Design for Security – Why Proper Architecture Matters to ICS Security
I wanted to take some time today and share with you my thoughts on fundamental ICS (cyber)security.
With all these shiny new and valuable OT aimed security products being in the past few years, it might be tempting to start thinking that securing your industrial environment will be achievable with a single product or solution released (especially with the way some of these products are promoted). However, addressing all your industrial security woes, securing an ICS environment cannot and never will be as simple as installing a single product. It's a never-ending battle in an ever-changing landscape. If you want to be successful at securing your ICS, you need to start from the bottom up with a security-minded and security friendly design of the ICS network architecture. Once a solid foundation is built you can start adding on bells and whistles, much like it is useless to hang your flower boxes on your newly build home if the struts your trying to hang them off, cannot support them (or are not there).
Before I elaborate on this, let's quickly go over the history of the ICS environment and look at how things evolved into the converged mesh (or mess) of devices and systems we operate today.

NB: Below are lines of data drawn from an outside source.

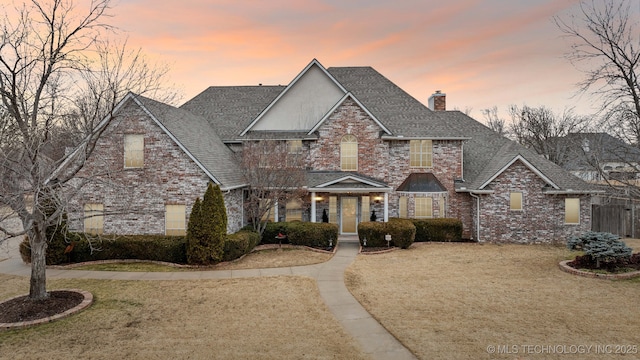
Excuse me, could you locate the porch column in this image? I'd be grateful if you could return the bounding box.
[384,193,389,222]
[273,200,278,222]
[311,191,316,222]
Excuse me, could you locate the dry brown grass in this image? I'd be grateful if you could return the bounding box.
[346,239,640,359]
[0,275,366,360]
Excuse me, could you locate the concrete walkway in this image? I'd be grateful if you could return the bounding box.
[0,236,416,360]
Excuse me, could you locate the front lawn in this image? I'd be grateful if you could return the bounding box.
[0,274,367,360]
[345,239,640,359]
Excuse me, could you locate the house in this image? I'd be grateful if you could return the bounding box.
[556,133,640,182]
[69,60,597,242]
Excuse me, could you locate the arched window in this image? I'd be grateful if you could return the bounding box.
[340,134,358,171]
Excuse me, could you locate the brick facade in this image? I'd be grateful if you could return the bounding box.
[473,161,591,243]
[70,101,242,234]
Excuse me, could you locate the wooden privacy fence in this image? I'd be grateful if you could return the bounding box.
[591,204,640,239]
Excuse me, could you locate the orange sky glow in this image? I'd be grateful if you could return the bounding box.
[33,0,604,120]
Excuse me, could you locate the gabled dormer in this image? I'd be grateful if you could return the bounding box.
[240,59,347,137]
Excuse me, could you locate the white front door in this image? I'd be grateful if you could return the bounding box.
[340,197,358,234]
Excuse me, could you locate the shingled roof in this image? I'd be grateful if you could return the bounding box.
[180,85,285,141]
[327,66,464,139]
[134,95,245,190]
[437,111,597,192]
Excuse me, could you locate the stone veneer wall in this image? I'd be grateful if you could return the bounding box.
[472,161,591,243]
[70,102,242,235]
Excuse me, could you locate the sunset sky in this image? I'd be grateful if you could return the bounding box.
[111,0,590,120]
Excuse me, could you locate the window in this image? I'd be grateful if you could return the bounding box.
[164,205,187,236]
[286,199,302,221]
[398,196,407,218]
[509,192,522,211]
[360,196,371,222]
[329,196,338,224]
[84,204,104,235]
[409,140,433,168]
[340,134,358,171]
[259,199,277,222]
[564,198,580,224]
[124,134,144,168]
[287,140,302,154]
[415,198,433,219]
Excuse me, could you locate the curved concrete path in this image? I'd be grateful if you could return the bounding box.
[0,236,416,360]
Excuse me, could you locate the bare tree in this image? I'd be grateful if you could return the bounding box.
[239,140,307,234]
[509,105,589,166]
[555,0,640,147]
[482,106,508,136]
[0,0,166,300]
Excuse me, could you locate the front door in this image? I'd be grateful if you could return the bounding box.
[340,197,358,234]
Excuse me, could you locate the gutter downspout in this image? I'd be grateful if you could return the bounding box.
[469,192,480,242]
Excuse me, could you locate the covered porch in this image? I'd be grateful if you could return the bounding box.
[308,171,392,235]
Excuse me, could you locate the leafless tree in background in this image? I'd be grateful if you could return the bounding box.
[555,0,640,147]
[239,140,307,234]
[482,106,508,136]
[509,105,589,166]
[0,0,166,300]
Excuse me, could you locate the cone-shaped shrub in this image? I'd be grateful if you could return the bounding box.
[187,184,227,265]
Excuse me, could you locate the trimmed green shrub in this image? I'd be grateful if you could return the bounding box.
[358,218,416,249]
[286,221,338,248]
[410,218,463,242]
[251,221,338,248]
[386,218,416,249]
[567,231,632,267]
[358,221,387,247]
[222,230,260,261]
[187,183,227,265]
[20,233,187,265]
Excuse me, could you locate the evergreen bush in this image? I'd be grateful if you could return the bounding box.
[187,183,227,265]
[223,230,260,261]
[567,231,632,267]
[411,218,463,242]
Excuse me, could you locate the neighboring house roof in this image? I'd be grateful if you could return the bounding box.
[437,111,597,192]
[134,95,246,190]
[398,173,447,193]
[554,133,640,171]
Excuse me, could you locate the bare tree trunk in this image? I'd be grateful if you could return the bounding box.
[29,219,49,300]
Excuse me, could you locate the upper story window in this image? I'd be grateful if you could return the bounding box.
[564,198,580,224]
[164,205,187,236]
[84,204,104,235]
[415,198,433,219]
[340,134,358,171]
[287,140,302,154]
[124,134,144,168]
[509,192,522,211]
[409,140,433,168]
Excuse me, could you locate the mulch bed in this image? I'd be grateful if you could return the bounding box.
[0,290,84,323]
[567,253,640,274]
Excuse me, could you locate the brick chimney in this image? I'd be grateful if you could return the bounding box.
[429,90,447,111]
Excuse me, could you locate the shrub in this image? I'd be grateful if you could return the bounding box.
[222,230,260,261]
[358,219,416,249]
[187,183,227,265]
[386,218,416,249]
[286,222,338,248]
[411,218,463,242]
[252,221,338,248]
[20,233,186,265]
[567,231,632,268]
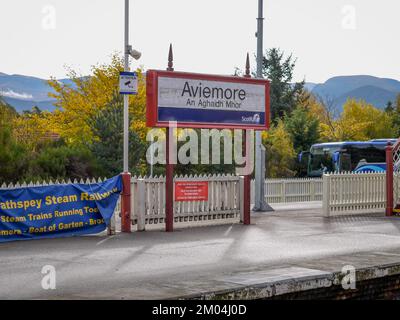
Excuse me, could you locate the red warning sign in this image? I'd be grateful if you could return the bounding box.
[175,181,208,201]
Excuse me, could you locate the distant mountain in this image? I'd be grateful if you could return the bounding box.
[0,72,400,112]
[311,75,400,111]
[0,73,72,112]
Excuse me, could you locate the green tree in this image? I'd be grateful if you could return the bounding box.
[284,106,319,153]
[262,48,304,122]
[263,120,296,178]
[87,93,147,176]
[0,125,27,184]
[24,141,103,181]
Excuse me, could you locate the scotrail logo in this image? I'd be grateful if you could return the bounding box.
[242,113,261,123]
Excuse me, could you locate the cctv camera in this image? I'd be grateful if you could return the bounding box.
[129,49,142,60]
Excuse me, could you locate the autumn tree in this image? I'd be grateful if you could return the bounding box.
[48,55,146,146]
[88,94,147,175]
[263,120,296,178]
[262,48,304,121]
[320,99,396,141]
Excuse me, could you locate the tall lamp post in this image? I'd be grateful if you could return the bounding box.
[121,0,142,232]
[253,0,271,211]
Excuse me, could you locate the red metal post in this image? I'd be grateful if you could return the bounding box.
[243,53,251,225]
[386,144,393,217]
[243,130,251,225]
[121,172,131,233]
[165,128,174,232]
[165,44,174,232]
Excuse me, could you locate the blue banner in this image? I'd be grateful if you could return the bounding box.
[0,176,122,242]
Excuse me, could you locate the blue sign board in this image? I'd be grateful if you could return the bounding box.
[119,71,138,94]
[0,176,122,242]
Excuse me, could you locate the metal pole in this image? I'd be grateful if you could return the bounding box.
[386,143,394,217]
[253,0,271,211]
[124,0,130,172]
[121,0,131,233]
[243,53,252,225]
[165,44,175,232]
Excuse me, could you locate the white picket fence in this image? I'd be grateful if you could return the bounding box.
[251,178,322,203]
[322,173,386,217]
[131,175,243,231]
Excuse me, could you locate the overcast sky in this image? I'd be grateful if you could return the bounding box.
[0,0,400,82]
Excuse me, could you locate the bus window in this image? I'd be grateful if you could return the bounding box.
[340,153,352,171]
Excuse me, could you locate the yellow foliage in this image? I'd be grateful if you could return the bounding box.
[12,112,54,151]
[262,120,296,178]
[48,55,147,145]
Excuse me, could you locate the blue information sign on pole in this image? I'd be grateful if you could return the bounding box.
[119,71,138,94]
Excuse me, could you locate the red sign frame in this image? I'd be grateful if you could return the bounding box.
[175,181,208,202]
[146,70,271,130]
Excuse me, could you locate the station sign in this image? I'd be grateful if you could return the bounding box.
[146,70,270,130]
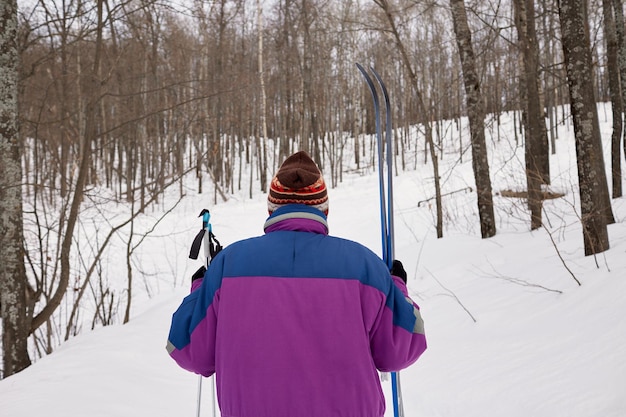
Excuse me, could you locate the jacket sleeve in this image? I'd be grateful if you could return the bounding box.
[167,257,221,376]
[370,276,426,372]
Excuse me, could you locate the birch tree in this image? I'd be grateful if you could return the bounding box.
[558,0,614,255]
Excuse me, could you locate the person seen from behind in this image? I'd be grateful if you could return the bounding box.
[167,152,426,417]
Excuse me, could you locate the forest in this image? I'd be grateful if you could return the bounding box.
[0,0,626,377]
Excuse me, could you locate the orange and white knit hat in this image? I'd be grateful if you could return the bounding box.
[267,151,328,214]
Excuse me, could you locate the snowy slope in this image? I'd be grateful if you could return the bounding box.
[0,109,626,417]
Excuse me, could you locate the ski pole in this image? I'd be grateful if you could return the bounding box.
[189,209,222,417]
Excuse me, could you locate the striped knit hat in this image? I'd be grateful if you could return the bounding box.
[267,151,328,214]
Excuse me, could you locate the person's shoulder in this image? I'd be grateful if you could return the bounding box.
[327,236,380,260]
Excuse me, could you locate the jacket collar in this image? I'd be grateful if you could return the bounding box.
[263,204,328,235]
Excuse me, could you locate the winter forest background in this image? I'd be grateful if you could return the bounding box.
[0,0,626,377]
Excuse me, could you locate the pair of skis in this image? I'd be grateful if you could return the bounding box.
[356,63,404,417]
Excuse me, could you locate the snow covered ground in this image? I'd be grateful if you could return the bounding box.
[0,109,626,417]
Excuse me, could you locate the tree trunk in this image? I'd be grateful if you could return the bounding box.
[514,0,550,230]
[0,0,30,377]
[559,0,611,255]
[613,0,626,164]
[450,0,496,238]
[375,0,443,238]
[30,0,103,332]
[602,0,623,198]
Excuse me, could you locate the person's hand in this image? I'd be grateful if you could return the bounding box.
[389,259,406,284]
[191,266,206,282]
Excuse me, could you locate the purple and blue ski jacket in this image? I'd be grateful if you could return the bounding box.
[167,205,426,417]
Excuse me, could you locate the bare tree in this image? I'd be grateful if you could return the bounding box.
[0,0,30,377]
[450,0,496,238]
[559,0,612,255]
[513,0,550,230]
[374,0,443,238]
[602,0,624,198]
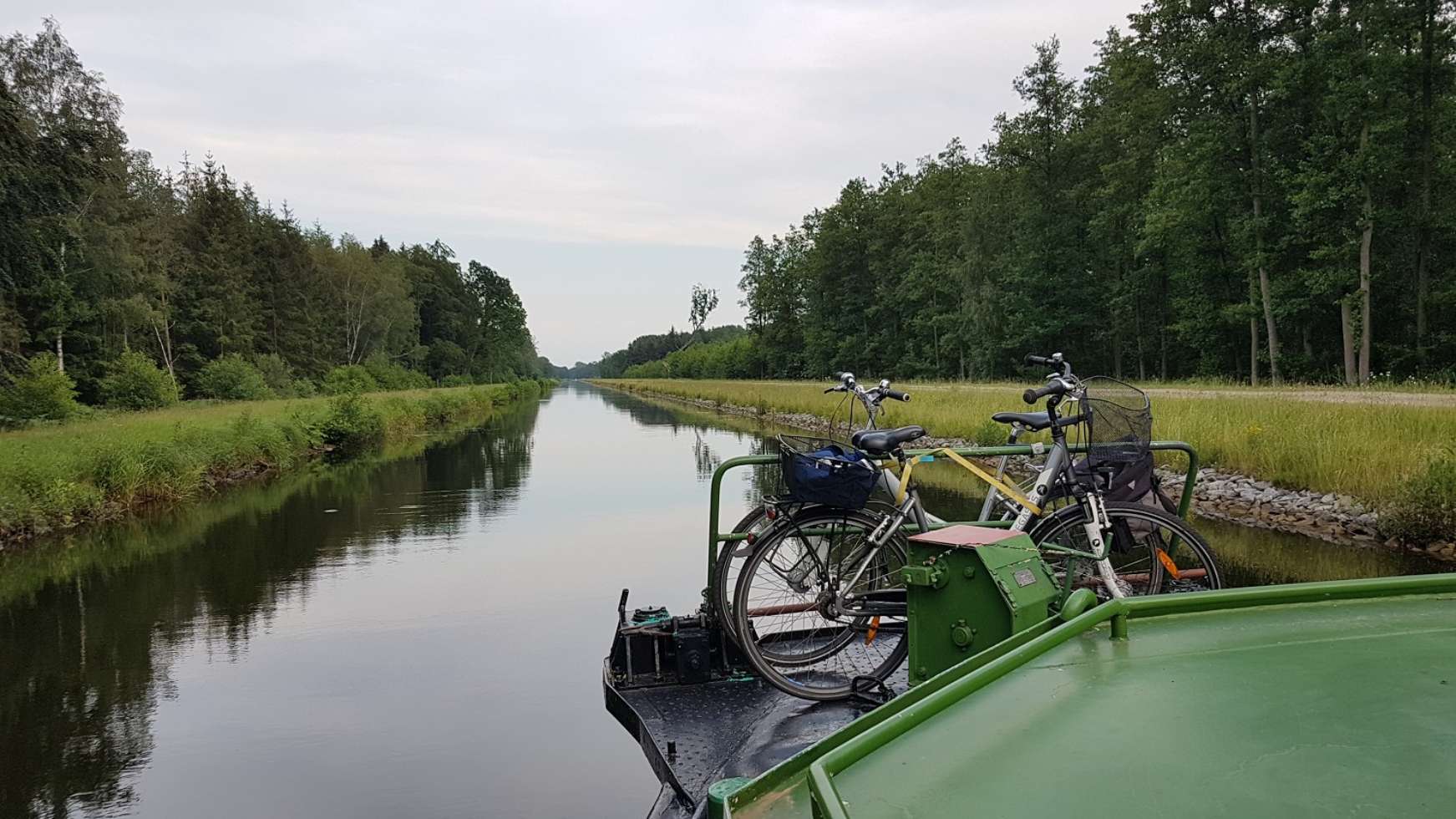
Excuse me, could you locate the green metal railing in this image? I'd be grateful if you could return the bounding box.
[708,440,1198,588]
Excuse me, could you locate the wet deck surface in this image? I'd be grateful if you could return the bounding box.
[733,594,1456,819]
[621,670,906,819]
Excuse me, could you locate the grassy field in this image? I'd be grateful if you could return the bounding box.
[603,380,1456,506]
[0,382,541,542]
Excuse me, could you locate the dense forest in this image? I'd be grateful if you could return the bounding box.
[627,0,1456,384]
[0,20,546,415]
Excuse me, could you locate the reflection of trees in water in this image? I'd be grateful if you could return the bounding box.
[0,402,537,816]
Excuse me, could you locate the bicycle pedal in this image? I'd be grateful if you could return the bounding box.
[849,674,895,708]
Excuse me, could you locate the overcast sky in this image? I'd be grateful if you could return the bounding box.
[0,0,1137,364]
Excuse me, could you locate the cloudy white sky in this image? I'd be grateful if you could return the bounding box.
[8,0,1137,364]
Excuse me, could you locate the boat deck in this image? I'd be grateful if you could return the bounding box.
[729,576,1456,819]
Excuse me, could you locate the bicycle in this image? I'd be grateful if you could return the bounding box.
[703,373,914,643]
[733,354,1221,699]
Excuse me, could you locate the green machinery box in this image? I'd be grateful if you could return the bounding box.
[903,526,1057,685]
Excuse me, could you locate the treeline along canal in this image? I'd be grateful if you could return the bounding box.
[0,384,1440,817]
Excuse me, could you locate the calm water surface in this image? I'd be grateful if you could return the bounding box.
[0,384,1437,817]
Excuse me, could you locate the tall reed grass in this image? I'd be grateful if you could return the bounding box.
[0,380,543,542]
[603,379,1456,506]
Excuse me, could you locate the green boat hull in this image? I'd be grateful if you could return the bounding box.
[725,574,1456,819]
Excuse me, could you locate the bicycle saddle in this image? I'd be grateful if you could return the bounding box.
[992,412,1051,430]
[849,427,925,455]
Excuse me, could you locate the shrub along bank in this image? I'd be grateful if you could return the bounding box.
[0,380,549,545]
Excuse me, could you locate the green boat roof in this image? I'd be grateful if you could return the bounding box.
[728,574,1456,819]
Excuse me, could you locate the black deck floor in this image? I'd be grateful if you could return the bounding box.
[606,670,906,819]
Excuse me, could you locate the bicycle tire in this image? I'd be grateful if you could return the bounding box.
[1029,501,1223,596]
[733,507,910,701]
[708,503,769,644]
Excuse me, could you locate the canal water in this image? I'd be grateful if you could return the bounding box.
[0,384,1440,819]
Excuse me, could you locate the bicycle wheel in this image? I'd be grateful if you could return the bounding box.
[733,507,909,699]
[709,503,769,643]
[1031,501,1223,599]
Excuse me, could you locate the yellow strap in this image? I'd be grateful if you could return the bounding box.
[935,449,1041,515]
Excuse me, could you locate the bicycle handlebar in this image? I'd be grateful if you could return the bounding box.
[1025,353,1072,375]
[1021,379,1068,404]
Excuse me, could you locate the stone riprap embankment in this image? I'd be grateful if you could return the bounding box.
[620,392,1456,561]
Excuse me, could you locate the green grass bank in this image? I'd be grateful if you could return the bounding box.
[600,379,1456,537]
[0,380,549,545]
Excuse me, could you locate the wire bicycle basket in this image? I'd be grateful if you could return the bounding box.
[779,435,880,509]
[1082,376,1153,469]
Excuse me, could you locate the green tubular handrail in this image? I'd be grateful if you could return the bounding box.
[769,572,1456,819]
[708,440,1198,588]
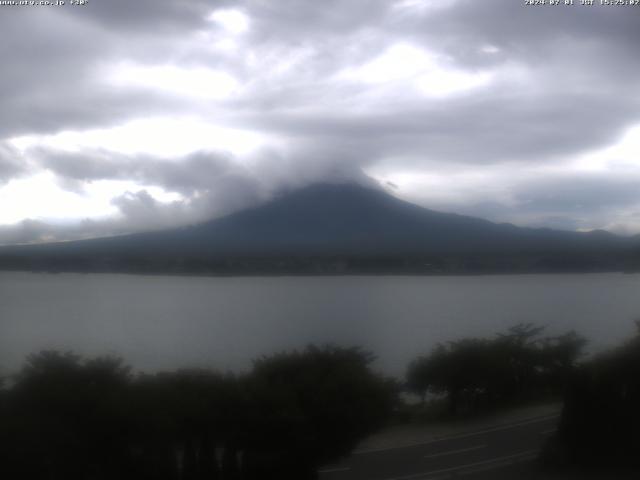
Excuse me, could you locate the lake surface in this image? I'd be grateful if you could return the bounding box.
[0,272,640,376]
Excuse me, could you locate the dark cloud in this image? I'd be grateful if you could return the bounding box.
[0,0,640,241]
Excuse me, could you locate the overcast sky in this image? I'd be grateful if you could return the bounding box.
[0,0,640,243]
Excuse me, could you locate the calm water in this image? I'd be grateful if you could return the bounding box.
[0,272,640,375]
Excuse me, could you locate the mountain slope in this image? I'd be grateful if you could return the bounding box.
[0,184,636,274]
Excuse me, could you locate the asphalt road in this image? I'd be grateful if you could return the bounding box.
[319,415,558,480]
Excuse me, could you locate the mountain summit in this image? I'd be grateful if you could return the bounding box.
[0,184,631,274]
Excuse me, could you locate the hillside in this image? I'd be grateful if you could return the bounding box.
[0,184,637,271]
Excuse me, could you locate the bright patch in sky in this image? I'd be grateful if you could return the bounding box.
[106,63,239,100]
[341,43,492,97]
[11,117,265,158]
[573,125,640,172]
[0,172,181,225]
[209,8,249,35]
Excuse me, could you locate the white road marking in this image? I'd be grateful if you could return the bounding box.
[352,414,560,455]
[385,450,538,480]
[424,445,487,458]
[318,467,351,473]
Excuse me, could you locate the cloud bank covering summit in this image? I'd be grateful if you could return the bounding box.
[0,0,640,244]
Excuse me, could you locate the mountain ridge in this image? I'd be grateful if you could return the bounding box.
[0,183,638,276]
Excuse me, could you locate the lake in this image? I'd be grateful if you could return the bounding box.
[0,272,640,376]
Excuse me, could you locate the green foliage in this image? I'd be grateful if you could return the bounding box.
[548,324,640,470]
[406,324,585,414]
[0,347,395,480]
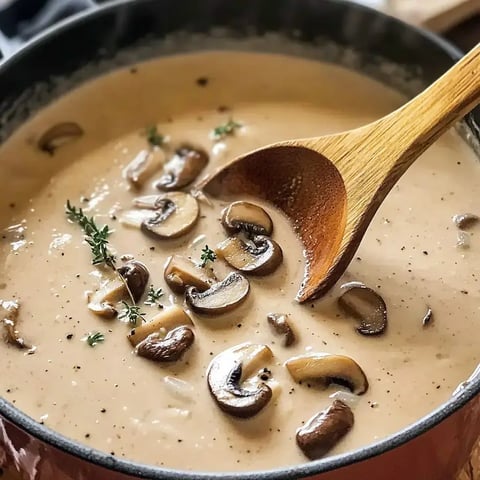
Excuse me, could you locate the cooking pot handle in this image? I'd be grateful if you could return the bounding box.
[0,0,97,62]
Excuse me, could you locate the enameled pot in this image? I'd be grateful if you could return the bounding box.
[0,0,480,480]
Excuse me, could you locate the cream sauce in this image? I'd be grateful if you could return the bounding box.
[0,53,480,471]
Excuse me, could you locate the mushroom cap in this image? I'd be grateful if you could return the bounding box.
[285,353,368,395]
[117,260,150,302]
[88,274,129,318]
[267,313,296,347]
[128,305,193,347]
[207,343,273,418]
[155,145,208,191]
[141,192,199,239]
[222,201,273,235]
[163,255,216,293]
[185,272,250,315]
[37,122,84,155]
[136,326,195,362]
[123,148,165,187]
[296,400,354,460]
[338,282,387,335]
[216,235,283,275]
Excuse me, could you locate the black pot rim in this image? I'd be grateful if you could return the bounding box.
[0,0,480,480]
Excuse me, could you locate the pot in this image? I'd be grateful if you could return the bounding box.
[0,0,480,480]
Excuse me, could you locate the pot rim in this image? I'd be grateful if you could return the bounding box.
[0,0,480,480]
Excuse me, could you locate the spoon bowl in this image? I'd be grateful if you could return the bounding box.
[202,44,480,302]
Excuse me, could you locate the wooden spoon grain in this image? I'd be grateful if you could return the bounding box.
[202,44,480,302]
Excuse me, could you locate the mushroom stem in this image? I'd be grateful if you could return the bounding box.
[136,326,195,362]
[0,300,36,353]
[128,305,193,347]
[296,400,354,460]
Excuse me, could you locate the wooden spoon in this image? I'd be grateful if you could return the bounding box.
[203,44,480,302]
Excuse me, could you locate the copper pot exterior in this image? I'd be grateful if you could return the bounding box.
[0,395,480,480]
[0,0,480,480]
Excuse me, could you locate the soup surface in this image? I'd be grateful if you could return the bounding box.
[0,52,480,471]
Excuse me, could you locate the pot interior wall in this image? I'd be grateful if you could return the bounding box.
[0,0,480,146]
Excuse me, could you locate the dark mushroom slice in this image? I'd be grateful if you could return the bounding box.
[37,122,84,155]
[185,272,250,315]
[141,192,199,239]
[88,275,130,318]
[296,400,354,460]
[155,145,208,191]
[216,235,283,275]
[117,260,150,302]
[163,255,216,293]
[0,300,36,353]
[267,313,296,347]
[135,326,195,362]
[128,305,193,347]
[222,202,273,235]
[422,307,433,327]
[207,343,273,418]
[452,213,480,230]
[119,209,156,228]
[123,148,165,188]
[338,282,387,335]
[285,353,368,395]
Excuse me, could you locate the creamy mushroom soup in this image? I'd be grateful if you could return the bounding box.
[0,52,480,471]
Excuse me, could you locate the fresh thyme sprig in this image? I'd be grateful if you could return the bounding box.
[147,125,165,147]
[144,285,163,307]
[118,301,147,325]
[212,119,243,140]
[65,200,115,269]
[200,245,217,268]
[85,332,105,347]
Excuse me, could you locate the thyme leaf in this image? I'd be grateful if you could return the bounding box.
[212,119,243,140]
[144,285,163,307]
[146,125,165,147]
[65,200,115,269]
[85,332,105,347]
[200,245,217,268]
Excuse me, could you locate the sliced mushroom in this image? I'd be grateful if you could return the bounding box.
[0,300,36,353]
[267,313,296,347]
[216,235,283,275]
[37,122,84,155]
[185,272,250,315]
[222,202,273,235]
[452,213,480,230]
[88,275,129,318]
[155,145,208,191]
[123,148,165,187]
[207,343,273,418]
[296,400,354,460]
[422,307,433,327]
[338,282,387,335]
[119,209,156,228]
[117,260,150,302]
[141,192,199,239]
[128,305,193,347]
[285,353,368,395]
[163,255,216,293]
[136,326,195,362]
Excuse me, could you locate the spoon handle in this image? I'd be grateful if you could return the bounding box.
[365,43,480,172]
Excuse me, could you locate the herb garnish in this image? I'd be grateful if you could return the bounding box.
[65,200,115,269]
[144,285,163,307]
[147,125,165,147]
[212,119,243,140]
[200,245,217,268]
[85,332,105,347]
[118,301,147,325]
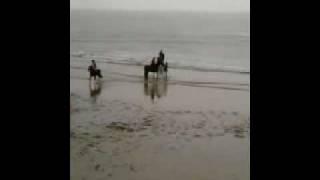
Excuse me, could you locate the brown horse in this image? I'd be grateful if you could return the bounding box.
[144,63,168,79]
[88,66,103,80]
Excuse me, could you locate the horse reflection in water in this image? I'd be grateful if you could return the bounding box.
[89,79,102,103]
[144,78,168,102]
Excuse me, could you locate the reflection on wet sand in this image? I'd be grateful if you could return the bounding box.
[144,78,168,102]
[89,80,102,102]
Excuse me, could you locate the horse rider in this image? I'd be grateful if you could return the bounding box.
[159,49,164,65]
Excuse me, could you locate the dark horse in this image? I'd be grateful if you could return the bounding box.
[144,63,168,79]
[88,66,103,80]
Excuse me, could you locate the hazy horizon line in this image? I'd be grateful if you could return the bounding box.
[70,7,250,14]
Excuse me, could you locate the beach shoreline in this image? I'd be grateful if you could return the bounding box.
[70,65,250,180]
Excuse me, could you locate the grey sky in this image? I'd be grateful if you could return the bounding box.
[70,0,250,12]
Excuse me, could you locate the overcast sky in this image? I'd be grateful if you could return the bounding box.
[70,0,250,12]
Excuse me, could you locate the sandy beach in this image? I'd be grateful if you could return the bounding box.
[70,64,250,180]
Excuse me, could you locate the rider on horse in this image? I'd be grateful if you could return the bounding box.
[88,60,102,80]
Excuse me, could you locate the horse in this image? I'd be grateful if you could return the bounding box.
[144,63,168,79]
[88,65,103,80]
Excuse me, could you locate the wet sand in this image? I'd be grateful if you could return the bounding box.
[70,67,250,180]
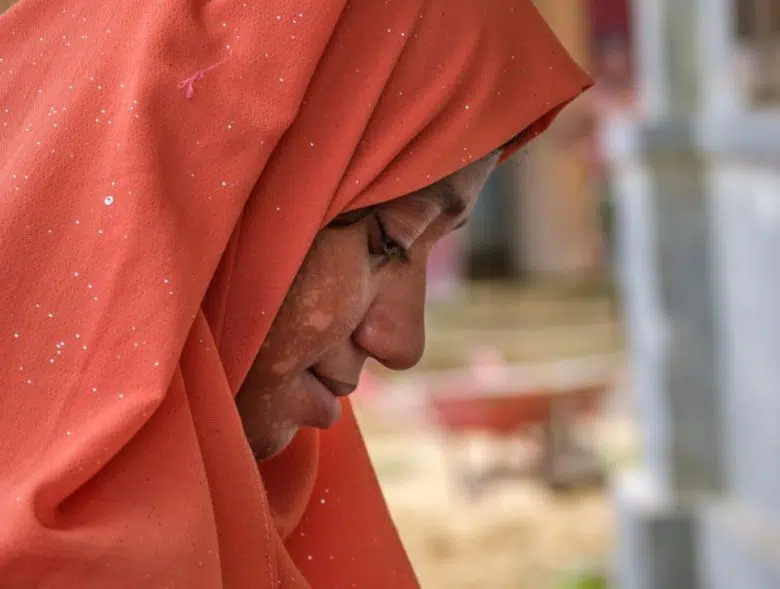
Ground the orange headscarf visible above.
[0,0,589,589]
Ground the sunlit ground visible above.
[358,282,635,589]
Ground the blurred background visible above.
[356,0,780,589]
[6,0,780,589]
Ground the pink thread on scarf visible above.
[178,50,233,98]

A little history lesson in how things came to be
When PLCs first started replacing the racks of relays that used to run the automation process, they weren't much more than that, a replacement for the racks of relays. A very compact and sophisticated replacement for relays though, that allowed to make changes without having to rewire half your plant and only took up a fraction of the control room space. The first PLC implementations were standalone islands of automation where you needed specialized "programming terminals" to connect to the PLC and make changes.
The popularity of the PLC quickly grew, and vendors started adding convenience in terms of remote IO, universal programming stations, HMIs and inter PLC communications. To achieve these new features automation companies started developing communication protocols and media, most based on some form of serial communications and all of them proprietary and different from one another. Some early industrial protocols are Modbus, ICCP, DNP and CIP.
As these proprietary communication protocols were initially designed for short distance point to point communications, they didn't incorporate security measures such as authentication, authorization, or encryption. Why would you need that on a single wire between two devices where only those two devices can talk? The inherent ICS security problems started evolving when these early protocols started to be used for communications between multiple devices, over longer distances. Even though the media the protocols ran on changed in some cases, to allow for the longer distances, the protocol itself, the way commands and instructions are communicated remained the same (for backwards compatibility).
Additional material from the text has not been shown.